Northern California wildfire grows further after jumping highway

By Steve Gorman

(Reuters) - California's biggest and fiercest wildfire of the year grew larger as it raged for a seventh day through drought-parched chaparral and ranch lands north of Napa Valley wine country after jumping a highway that authorities hoped would slow its advance.

The blaze, dubbed the Rocky Fire, has charred some 65,000 acres, destroyed more than 50 buildings and displaced thousands of residents since erupting last week in the rugged canyons and foothills east of the town of Clearlake, about 110 miles north of San Francisco.

On Tuesday, nearly 7,000 structures, mostly homes, were listed as threatened, with more than 13,000 people placed under evacuation orders or advisories, according to the California Department of Forestry and Fire Prevention (Cal Fire).

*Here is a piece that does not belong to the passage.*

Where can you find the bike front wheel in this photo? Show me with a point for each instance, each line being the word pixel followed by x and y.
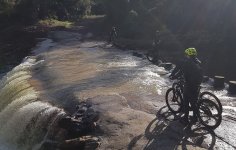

What sparked the Rocky Fire was uncertain, but the blaze is one of nearly two dozen conflagrations that erupted across the state following thousands of dry lightning strikes in recent days, the bulk of them in northern California.

All of the blazes have been fed by thickets of vegetation left desiccated by four years of drought, and fire managers said they were bracing for hot, dry conditions to persist through summer.

Cal Fire resources already were stretched with more than 10,000 firefighters on the front lines statewide on Tuesday and all off-duty personnel called back to work.

At least 3,200 firefighters were assigned to the Rocky Fire alone, backed by 19 water-dropping helicopters, four air tankers and nearly 60 bulldozers, Cal Fire reported.

Firefighters had begun to gain some ground against the blaze as triple-digit temperatures and high winds abated on Monday, helping crews establish containment lines around 12 percent of the perimeter. But late that day, flames roared across a two-lane highway that fire managers were counting on to help block its advance.

By Tuesday morning another 5,000 acres had been scorched, marking a significant growth spurt for the fire but far less than the record 20,000 acres devoured in one five-hour period at its peak intensity on Saturday night. Smoke from the blaze was visible up to 80 miles to the south in Napa, one of California's renowned wine-making regions.

Ground crews focused Tuesday on carving additional fire breaks through chaparral and maintaining what perimeter control they had achieved, officials said.

Rising temperatures and lower humidity were forecast for Wednesday, followed by the possibility of more thunderstorms across the Sierras and coastal mountain ranges on Thursday.

President Barack Obama was briefed on the fires on Tuesday, the White House said. Governor Jerry Brown declared a state of emergency late last week.

Property losses from the Rocky Fire, by far the state's biggest this season, stood at 24 homes and 26 outbuildings that were destroyed last week, and portions of two highways through the area remained closed.

No serious injuries have been reported from the Rocky Fire. But a U.S. Forest Service ranger from South Dakota died last Thursday in a separate, smaller fire in the Modoc National Forest near California's border with Oregon.